Reglos hatte der Priester der Rede gelauscht. Dann sagte er: „Du hast recht. Die Sachsen, meine Stammesgenossen, haben euch überfallen, viele von euch erschlagen und euch vertrieben und die Heimat genommen. Ich bin ein Priester, diene dem Kloster und der Kirche, predige den Frieden und die Liebe. Darum verurteilt mich nicht und laßt mich die Steinschale behalten, zum Zeichen, daß ich recht gewirkt habe und daß sie der Nachwelt erhalten bleibt. Denn dies letztere hat für die Geschichte und die Wissenschaft großen Wert.“
„So seid ihr Menschen von heute! Ihr predigt Liebe und Achtung dem Alten gegenüber und scharret wie Würmer die Erde und die Gräber durch nach den Gebeinen und den Geräten der Vorfahren. Solltet ihr nicht lieber die Grabstätten der Alten ehren und in Ruhe lassen und sie mit heiligen Hainen bepflanzen? Merke auf und höre es wird einst die Zeit kommen, wo auch deine Gebeine und alles was dir lieb und teuer war, der Erde übergeben werden. Dann wird auch deine Gruft durchwühlt werden, und dann wird auch dein Geist beunruhigt und wird kommen und von den Menschen zurückfordern, und ihm wird gleichfalls die Antwort werden.

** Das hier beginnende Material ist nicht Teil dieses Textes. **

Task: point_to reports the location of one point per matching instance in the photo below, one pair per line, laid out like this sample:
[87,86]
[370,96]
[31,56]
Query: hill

Die Nachwelt und die Wissenschaft wollen es! Wissenschaft ist keine Bildung und keine Herzenssache! Bruder Lienhard, so wie du deine Altvordern behandelst, wirst auch du einst behandelt werden. Merke dir das und handle danach! Denn das ist dienende Liebe, von der du sprichst!“
Also sprach der Geist des Slawen und verschwand leise. Ob er Erfolg mit seiner Warnung und seiner Mahnung gehabt hat? Urteilt selbst! Doch soll der Priester Lienhard fortan sehr nachdenklich und ernst geworden sein, was sonst gar nicht seine Art war, und sich bald nach seiner Heimat, dem Sachsenland, zurückgemeldet haben. Auch die halbe Schale nahm er mit, ward aber zeitlebens darüber nicht froh.
Übrigens ist die vor Jahrhunderten eingemauerte Hälfte der Opferschale bis auf den heutigen Tag in einer Wand der alten Kirchenruine neben der neuen Kirche in Alt Jabel aufzufinden.